Thurman P. Woodfork
As the bright sunlight filters in through the window, a familiar, distant thunder is heard; a jet circles in the skies over Washington. Years ago, when I was a child, planes flew directly over my house as they entered the landing patterns for National Airport or Bolling Air Force Base. They were a mild irritant because they momentarily disrupted the TV reception as they made their descent to earth.
Bolling long ago closed its runways and the flight pattern for National has been changed. But this plane isn’t landing; it is circling high over the city on a patrol, guarding against possible terrorist attacks.
It’s far above my house, its engines a remote mutter, yet it casts a shadow through the pattern of sunlight shining through the trees and playing upon my living room wall. It overlays the dancing leaves with an invisible but tangible shadow of anger and fear.
Deadly explosions and sneaking attackers are things that I thought I had left behind in another life in another country. Yet, here they are again; they have followed me home. And an old, long sublimated feeling returns, vivid as ever: an impotent, banked, helpless rage. The same anger I felt in the bunker down in Tay Ninh after I returned to Trang Sup TDY.
I was waiting for a flight out, so I had no defensive position to man. I just sat in the bunker with some others, listening to and feeling the explosions erupting overhead outside while someone else confronted the unseen enemy.
Dimly, I can hear children laughing outside as the sound of the fighter fades into the distance. Remembered sounds and odors recede; again, I’m in a room bright with sunlight instead of a darkened bunker.

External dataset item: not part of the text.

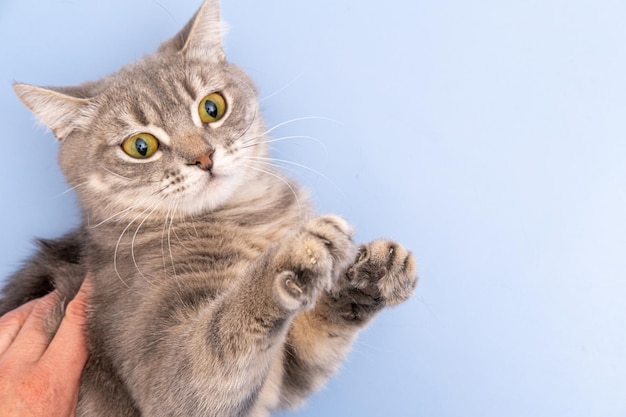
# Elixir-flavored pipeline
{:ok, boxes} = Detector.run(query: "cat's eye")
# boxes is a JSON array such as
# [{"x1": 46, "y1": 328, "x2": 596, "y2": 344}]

The shadow dissolves back into leaves moving lazily in the random breezes. The anger is slower in receding.
©Copyright October 21, 2003 by Thurman P. Woodfork
Author’s Note: In my younger days, I would have thought nothing of walking the distance between my house and the Pentagon. Before my dogs died, I used to walk them from my house to the Capitol. Now, after over twenty years of traveling the world in the name of freedom, it seems the menace has found its way to my own neighborhood. When I joined the Air Force nearly fifty years ago, an attack by such a faceless enemy was inconceivable.